Bechdel Test & APT Algorithm

Project Overview

This project was completed as part of SIADS 522: Information Visualization I at the University of Michigan. The assignment had two components: implementing the Mackinlay APT (A Presentation Tool) algorithm — a classic system for automatically selecting optimal visual encodings for a given set of variables — and applying it to analyze gender representation in the top 20 grossing films of 2016 alongside their Bechdel Test results.

The APT algorithm formalizes something visualization practitioners do intuitively: given a set of variables and their data types, which visual channels (position, color, shape, size) should be assigned to which variables, and in what order? Implementing it from scratch required translating the algorithm's ranked encoding preferences into a functioning Python system, handling conflicts between channels that map to the same underlying Altair property, and surfacing useful exceptions when valid encodings can't be found.

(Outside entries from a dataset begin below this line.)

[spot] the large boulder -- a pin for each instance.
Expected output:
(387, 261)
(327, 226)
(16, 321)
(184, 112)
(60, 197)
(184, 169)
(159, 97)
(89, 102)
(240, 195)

Python Altair pandas Algorithm Design Grammar of Graphics Data Visualization Encoding Theory

Skills demonstrated in this project

20

Top-grossing films analyzed (2016)

3

Variable types supported (Q, O, N)

4

Altair encoding channels implemented

The APT Algorithm

First described by Jock Mackinlay in 1986, APT formalizes the process of selecting visual encodings by ranking channels in order of effectiveness for each data type. For quantitative variables, position (x, y) is most effective; color density and hue are less so. For nominal variables, the preference order shifts — hue becomes more appropriate, and size less so. The algorithm works by assigning the highest-ranked available channel to the most important variable, then iterating through remaining variables and channels until all are assigned or a conflict is raised.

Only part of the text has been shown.